Send request to page with windows-1251 encoding fr

2019-08-11 16:10发布

问题:

i need get a page source (html) and convert him to uft8, because i want find some text in this page( like, if 'my_same_text' in page_source: then...). This page contains russian text (сyrillic symbols), and this tag

<meta http-equiv="Content-Type" content="text/html; charset=windows-1251">

I use flask, and request python lib. i send request source = requests.get('url/')

if 'сyrillic symbols' in source.text: ...

and i can`t find my text, this is due to the encoding how i can convert text to utf8? i try .encode() .decode() but it did not help.

回答1:

Let's create a page with an windows-1251 charset given in meta tag and some Russian nonsense text. I saved it in Sublime Text as a windows-1251 file, for sure.

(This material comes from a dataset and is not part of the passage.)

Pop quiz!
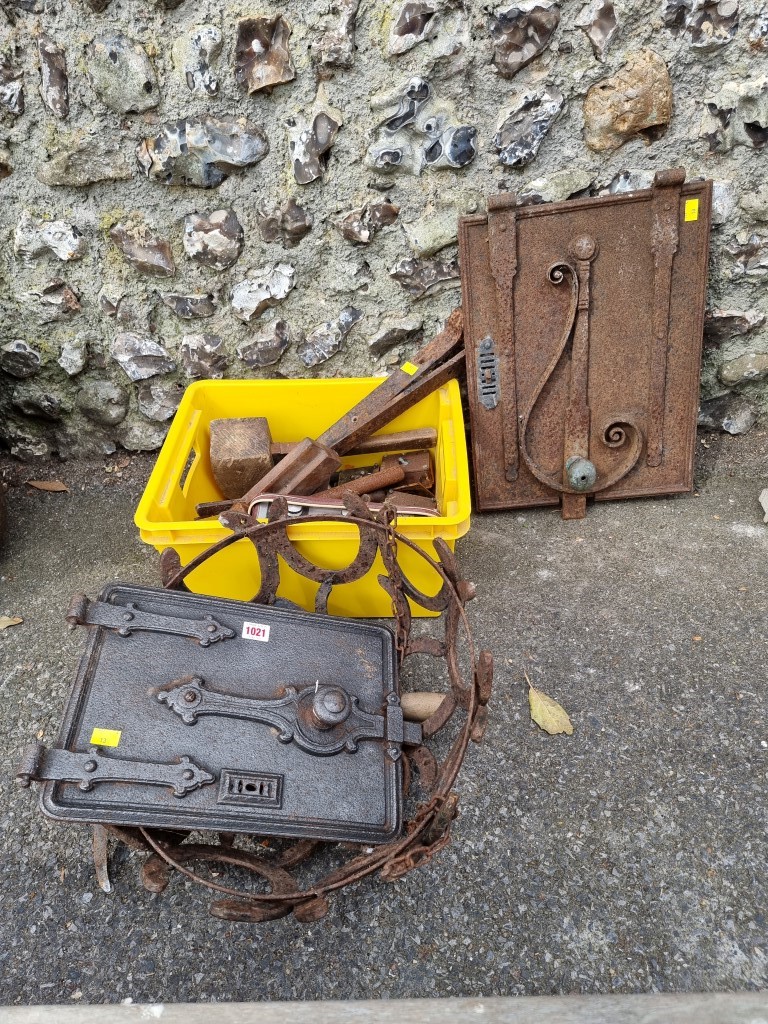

<!DOCTYPE HTML PUBLIC "-//W3C//DTD HTML 4.01//EN" "http://www.w3.org/TR/html4/strict.dtd">
<html>
 <head>
  <meta http-equiv="Content-Type" content="text/html; charset=windows-1251">
 </head>
 <body>
  <p>Привет, мир!</p>
 </body>
</html>

You can use a little trick in the requests library:

If you change the encoding, Requests will use the new value of r.encoding whenever you call r.text.

So it goes like that:

In [1]: import requests

In [2]: result = requests.get('http://127.0.0.1:1234/1251.html')

In [3]: result.encoding = 'windows-1251'

In [4]: u'Привет' in result.text
Out[4]: True

Voila!

If it doesn't work for you, there's a slightly uglier approach.

You should take a look at what encoding do the web-server is sending you.

It may be that the encoding of the response is actually cp1252 (also known as ISO-8859-1), or whatever else, but neither utf8 nor cp1251. It may differ and depends on a web-server!

In [1]: import requests

In [2]: result = requests.get('http://127.0.0.1:1234/1251.html')

In [3]: result.encoding
Out[3]: 'ISO-8859-1'

So we should recode it accordingly.

In [4]: u'Привет'.encode('cp1251').decode('cp1252') in result.text
Out[4]: True

But that just looks ugly to me (also, I suck at encodings and it's not really the best solution at all). I'd go with a re-setting the encoding using requests itself.



回答2:

As documented, requests automatically decode response.text to unicode, so you must either look for a unicode string:

if u'cyrillic symbols' in source.text:
    # ...

or encode response.text in the appropriate encoding:

# -*- coding: utf-8 -*-
# (....)
if 'cyrillic symbols' in source.text.encode("utf-8"):
    # ...

The first solution being much simpler and lighter.